Second International Conference on Spoken Language Processing (ICSLP'92)

Banff, Alberta, Canada
October 13-16, 1992

Detection of Unknown Words and Automatic Estimation of Their Transcriptions in Continuous Speech Recognition

Itou Katunobu (1), Hayamizu Satoru (2), Tanaka Hozumi (1)

(1) Tokyo Institute of Technology, Meguro-ku, Tokyo, Japan
(2) Electrotechnical Laboratory, Tsukuba-shi, Ibaraki, Japan

Current continuous speech recognition systems are designed to recognize words within a vocabulary. In order to make speech recognition systems more flexible, convenient and robust, they should be able to process unknown words. This paper introduces a new technique for processing unknown words in a continuous speech recognition system.
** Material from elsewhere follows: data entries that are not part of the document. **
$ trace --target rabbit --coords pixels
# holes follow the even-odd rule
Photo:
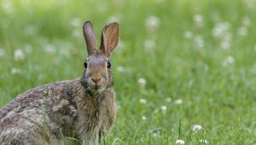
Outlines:
[[[110,56],[119,38],[117,22],[102,30],[99,49],[90,20],[83,32],[88,57],[82,76],[31,89],[0,108],[1,145],[100,144],[111,130],[117,107]]]

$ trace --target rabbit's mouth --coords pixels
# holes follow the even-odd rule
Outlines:
[[[93,92],[101,92],[104,90],[104,87],[99,84],[90,84],[89,90]]]

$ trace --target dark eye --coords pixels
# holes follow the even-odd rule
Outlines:
[[[85,68],[87,68],[87,62],[86,61],[84,63],[84,66]]]
[[[108,68],[111,68],[111,62],[110,62],[110,61],[108,61]]]

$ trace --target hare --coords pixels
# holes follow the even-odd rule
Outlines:
[[[82,77],[31,89],[0,108],[1,145],[99,144],[115,122],[117,107],[110,56],[119,38],[117,22],[107,25],[100,49],[90,20],[83,26],[88,57]]]

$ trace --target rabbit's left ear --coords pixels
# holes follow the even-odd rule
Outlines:
[[[110,56],[112,51],[117,46],[119,38],[119,27],[117,22],[110,23],[104,27],[100,49],[107,57]]]

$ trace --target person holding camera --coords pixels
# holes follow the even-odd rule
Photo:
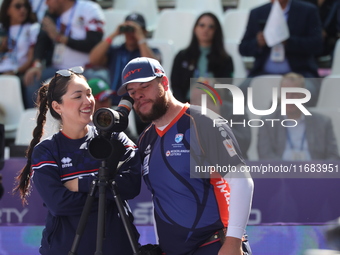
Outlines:
[[[33,181],[48,209],[40,254],[69,254],[91,184],[101,173],[103,162],[90,153],[93,147],[91,141],[101,137],[101,130],[92,125],[95,100],[86,79],[81,75],[82,71],[81,67],[59,70],[48,84],[39,89],[37,126],[27,151],[27,163],[17,176],[14,189],[20,192],[25,203]],[[62,129],[40,141],[47,111],[61,121]],[[131,222],[132,236],[138,240],[139,234],[132,224],[133,216],[126,201],[140,192],[140,161],[134,156],[137,148],[123,132],[109,132],[109,136],[110,142],[118,143],[121,148],[105,157],[108,175],[112,175],[112,180],[117,183]],[[100,144],[97,147],[96,153],[100,150]],[[120,158],[119,154],[123,156]],[[118,159],[122,164],[117,170]],[[89,212],[77,254],[95,254],[96,251],[97,193],[94,194],[93,208]],[[132,248],[122,217],[112,192],[106,193],[105,238],[101,254],[130,255]]]
[[[244,233],[253,180],[242,171],[230,127],[220,115],[178,101],[155,59],[131,60],[122,77],[118,94],[128,92],[137,114],[152,122],[139,137],[138,154],[160,248],[167,255],[251,254]]]
[[[125,43],[120,46],[111,45],[118,35],[125,36]],[[121,86],[121,73],[124,66],[136,57],[149,57],[160,60],[158,49],[150,48],[146,41],[147,31],[145,19],[141,14],[131,13],[125,22],[119,24],[116,30],[105,40],[98,43],[90,52],[90,64],[108,69],[110,88],[115,93],[112,104],[117,105],[120,96],[117,91]]]

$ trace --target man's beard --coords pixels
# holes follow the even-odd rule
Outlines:
[[[165,94],[163,94],[154,101],[150,113],[143,114],[139,110],[136,110],[136,113],[143,122],[149,123],[161,118],[168,111],[168,108],[169,105],[165,99]]]

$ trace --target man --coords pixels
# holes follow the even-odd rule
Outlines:
[[[289,38],[271,48],[267,46],[263,29],[274,0],[251,10],[246,32],[239,46],[242,56],[255,57],[248,77],[289,72],[308,78],[319,77],[315,57],[322,52],[323,39],[317,8],[299,0],[278,1],[287,21]],[[249,86],[249,80],[240,85],[244,92]],[[306,84],[312,94],[311,106],[317,101],[319,87],[316,81]]]
[[[305,79],[296,73],[288,73],[282,78],[281,88],[305,88]],[[302,93],[287,93],[288,99],[304,97]],[[286,115],[277,109],[266,119],[293,119],[295,127],[272,126],[264,121],[259,128],[258,153],[260,159],[274,160],[324,160],[339,159],[339,151],[329,117],[310,111],[312,115],[304,115],[295,104],[287,104]],[[277,121],[276,123],[279,123]]]
[[[113,91],[109,88],[109,84],[100,78],[92,78],[87,81],[90,88],[92,89],[92,95],[95,104],[95,111],[99,108],[110,108],[112,106],[111,98]]]
[[[112,41],[124,34],[125,43],[120,46],[111,45]],[[112,96],[113,105],[118,105],[121,97],[116,92],[121,86],[121,73],[124,66],[136,57],[160,58],[157,49],[150,49],[146,41],[145,19],[138,13],[131,13],[125,18],[125,22],[119,24],[116,30],[105,40],[101,41],[90,52],[90,64],[104,66],[109,71],[110,88],[115,92]]]
[[[202,115],[199,106],[175,99],[157,60],[131,60],[122,84],[118,95],[128,92],[140,118],[152,122],[138,145],[162,250],[167,255],[242,254],[253,181],[239,171],[244,160],[230,128],[219,121],[213,126],[223,120],[216,113]],[[219,171],[226,167],[235,171]]]
[[[47,0],[46,4],[48,14],[35,45],[34,64],[24,77],[26,108],[34,106],[35,92],[57,70],[88,64],[89,52],[103,37],[104,13],[97,3]]]

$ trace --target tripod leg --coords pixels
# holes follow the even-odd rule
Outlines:
[[[76,251],[78,249],[79,241],[80,241],[82,234],[84,233],[84,230],[85,230],[85,227],[86,227],[86,222],[87,222],[88,216],[91,212],[91,207],[92,207],[93,201],[95,199],[94,194],[95,194],[95,191],[96,191],[97,183],[98,183],[98,180],[93,180],[93,182],[91,184],[90,192],[89,192],[89,194],[86,198],[84,209],[83,209],[83,212],[80,216],[80,220],[79,220],[78,227],[77,227],[77,230],[76,230],[76,236],[74,237],[74,241],[72,243],[72,247],[71,247],[71,250],[69,251],[68,255],[76,255],[77,254]]]
[[[138,249],[138,243],[137,243],[137,240],[136,238],[133,236],[133,229],[131,227],[131,223],[128,219],[128,216],[126,215],[125,213],[125,209],[124,209],[124,205],[123,205],[123,202],[122,202],[122,199],[116,189],[116,182],[115,181],[112,181],[111,183],[112,185],[112,193],[113,193],[113,198],[116,202],[116,205],[117,205],[117,208],[118,208],[118,212],[120,214],[120,217],[123,221],[123,225],[125,227],[125,230],[126,230],[126,233],[128,235],[128,238],[129,238],[129,241],[130,241],[130,244],[131,244],[131,247],[132,247],[132,251],[133,251],[133,254],[135,255],[140,255],[140,251]]]
[[[105,180],[99,180],[98,186],[99,186],[99,204],[98,204],[97,242],[95,255],[102,255],[105,232],[105,207],[106,207],[107,182]]]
Two types of processing, one with stochastic language models without any other linguistic knowledge and the other with a dictionary and a grammar, are dynamically controlled to detect and transcribe the unknown words automatically. We tested this method by speaker independent continuous speech recognition experiments using a task with 113 word vocabulary, with bunsetu perplexity 8.2. Preliminary results showed a detection rate for 75% of the unknown words, with a false alarm rate of 11% and a phone recognition rate of 51% for the unknown words detected.